Thanks ICE, that was a shocking video.


----------



## Francis Vineyard (Oct 17, 2018)

Wonder if it needed a warning ribbon here, the CC says the service at more than 2 to 3 ft.


https://www.thebuildingcodeforum.com/forum/threads/water-in-conduit.23991/


----------



## jar546 (Oct 17, 2018)

Nope, looks like it’s In conduit


----------



## Francis Vineyard (Oct 17, 2018)

"Underground service conductors that are not encased in concrete and that are buried 18 in. or more . . . "


----------



## jar546 (Oct 17, 2018)

Francis Vineyard said:


> "Underground service conductors that are not encased in concrete and that are buried 18 in. or more . . . "



Yes I know.  BUT,............ The section it is in is specifically for direct burial conductors.  300.5(D) is specific to direct burial conductors and the requirements are under that section.


----------



## Francis Vineyard (Oct 18, 2018)

Got it! (D) is saying (3) only applies to direct buried service conductors and the warning ribbon is one of the methods listed for protection.

To humor here are some different interpretations from a "celebrity" author and another official interpretation of the NEC.

Article 300        
Wiring Methods

300.5 Underground Installations

Replace the word “service laterals” with “service conductors,” so that this section now reads:

(D) Protection from Damage.
(3) Service Conductors.
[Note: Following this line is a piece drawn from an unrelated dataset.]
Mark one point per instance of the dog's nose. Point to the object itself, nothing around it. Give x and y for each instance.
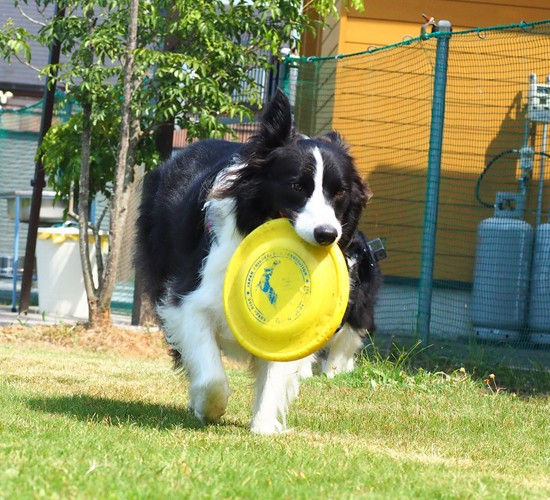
(325, 235)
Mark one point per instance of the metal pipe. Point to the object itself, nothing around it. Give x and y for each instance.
(433, 180)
Service conductors (in a raceway or cable, or exposed) that are not encased in concrete, but are buried 18 in. or more, must have their location identified by a warning ribbon placed at least 12 in. above the underground installation.
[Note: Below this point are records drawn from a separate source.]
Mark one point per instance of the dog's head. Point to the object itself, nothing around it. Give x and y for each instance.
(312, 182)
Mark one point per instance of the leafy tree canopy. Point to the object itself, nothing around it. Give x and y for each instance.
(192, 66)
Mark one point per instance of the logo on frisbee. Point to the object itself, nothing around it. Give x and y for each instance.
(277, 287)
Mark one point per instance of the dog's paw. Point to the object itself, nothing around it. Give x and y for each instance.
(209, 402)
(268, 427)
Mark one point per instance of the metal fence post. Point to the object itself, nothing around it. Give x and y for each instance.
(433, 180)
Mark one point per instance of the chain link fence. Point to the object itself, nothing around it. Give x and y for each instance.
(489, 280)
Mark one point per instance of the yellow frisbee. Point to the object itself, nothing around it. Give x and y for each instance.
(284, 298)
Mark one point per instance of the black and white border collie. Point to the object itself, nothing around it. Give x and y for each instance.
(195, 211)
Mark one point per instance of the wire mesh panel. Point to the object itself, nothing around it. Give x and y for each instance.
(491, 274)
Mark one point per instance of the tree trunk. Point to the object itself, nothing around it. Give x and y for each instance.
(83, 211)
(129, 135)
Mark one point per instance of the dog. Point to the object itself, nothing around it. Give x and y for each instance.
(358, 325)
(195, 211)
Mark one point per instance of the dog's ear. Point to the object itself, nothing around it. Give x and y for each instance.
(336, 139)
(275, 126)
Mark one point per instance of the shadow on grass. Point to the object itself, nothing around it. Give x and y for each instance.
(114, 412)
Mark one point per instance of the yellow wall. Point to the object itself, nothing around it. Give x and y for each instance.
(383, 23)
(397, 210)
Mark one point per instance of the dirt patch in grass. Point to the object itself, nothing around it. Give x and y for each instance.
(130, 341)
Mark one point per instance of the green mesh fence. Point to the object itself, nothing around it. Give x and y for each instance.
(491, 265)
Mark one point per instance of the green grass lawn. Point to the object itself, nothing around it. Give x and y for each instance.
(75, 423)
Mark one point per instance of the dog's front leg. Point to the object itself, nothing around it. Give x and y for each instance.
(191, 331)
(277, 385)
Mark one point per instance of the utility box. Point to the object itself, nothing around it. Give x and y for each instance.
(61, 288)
Intent: The intent of this editorial change, was to clarify that a warning ribbon is required for service conductors (exposed or in a raceway) buried more than 18 inches.
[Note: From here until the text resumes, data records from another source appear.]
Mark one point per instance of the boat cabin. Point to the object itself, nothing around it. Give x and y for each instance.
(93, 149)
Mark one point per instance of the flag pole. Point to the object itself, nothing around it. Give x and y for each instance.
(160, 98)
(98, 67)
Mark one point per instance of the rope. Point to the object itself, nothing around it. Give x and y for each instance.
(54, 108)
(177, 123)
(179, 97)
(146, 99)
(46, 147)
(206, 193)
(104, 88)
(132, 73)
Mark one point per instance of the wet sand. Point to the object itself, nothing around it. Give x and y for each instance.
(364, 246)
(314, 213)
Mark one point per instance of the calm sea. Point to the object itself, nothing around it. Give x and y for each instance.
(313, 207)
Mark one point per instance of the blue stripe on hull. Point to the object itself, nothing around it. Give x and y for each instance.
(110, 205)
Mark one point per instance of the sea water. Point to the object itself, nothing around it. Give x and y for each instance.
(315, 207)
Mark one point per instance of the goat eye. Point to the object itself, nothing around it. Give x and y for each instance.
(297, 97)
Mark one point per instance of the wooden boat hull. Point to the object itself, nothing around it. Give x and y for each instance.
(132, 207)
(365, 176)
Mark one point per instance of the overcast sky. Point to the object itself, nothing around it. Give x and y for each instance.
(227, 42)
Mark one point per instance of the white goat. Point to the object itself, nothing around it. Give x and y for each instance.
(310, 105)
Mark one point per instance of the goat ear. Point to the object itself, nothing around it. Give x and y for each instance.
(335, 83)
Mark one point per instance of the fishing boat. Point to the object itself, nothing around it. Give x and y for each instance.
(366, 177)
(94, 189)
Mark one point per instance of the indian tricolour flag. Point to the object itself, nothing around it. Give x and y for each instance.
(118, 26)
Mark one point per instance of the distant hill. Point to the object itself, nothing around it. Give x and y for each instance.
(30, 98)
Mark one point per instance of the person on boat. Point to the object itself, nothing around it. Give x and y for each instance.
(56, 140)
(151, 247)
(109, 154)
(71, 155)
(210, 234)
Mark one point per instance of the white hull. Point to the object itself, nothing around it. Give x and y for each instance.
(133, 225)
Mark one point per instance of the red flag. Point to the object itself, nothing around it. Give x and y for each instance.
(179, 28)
Author’s Comment: Often service lateral conductors are installed in nonmetallic conduit (which must have 18 in. of cover [Table 300.5]) by the electrical contractor; therefore, a warning ribbon must be placed at least 12 in. above the underground raceway.


----------



## ADAguy (Oct 18, 2018)

It makes "common" sense too.


----------



## jar546 (Oct 18, 2018)

ADAguy said:


> It makes "common" sense too.



Agree and I like using it.  We just can't enforce common sense.


----------



## jar546 (Apr 5, 2019)

To drive this home even further, here is a ruling by the code panel when someone wanted to change the code to required it for conductors in conduit.


----------



## ADAguy (Apr 9, 2019)

Is this tape required to be metallic or nonmetallic?


----------



## jar546 (Apr 9, 2019)

ADAguy said:


> Is this tape required to be metallic or nonmetallic?



It is not required to be either one.  It just says "warning ribbon"


----------



## steveray (Apr 10, 2019)

I knew it was service conductors, but I thought it was all, as that is what the utility requires here.....


----------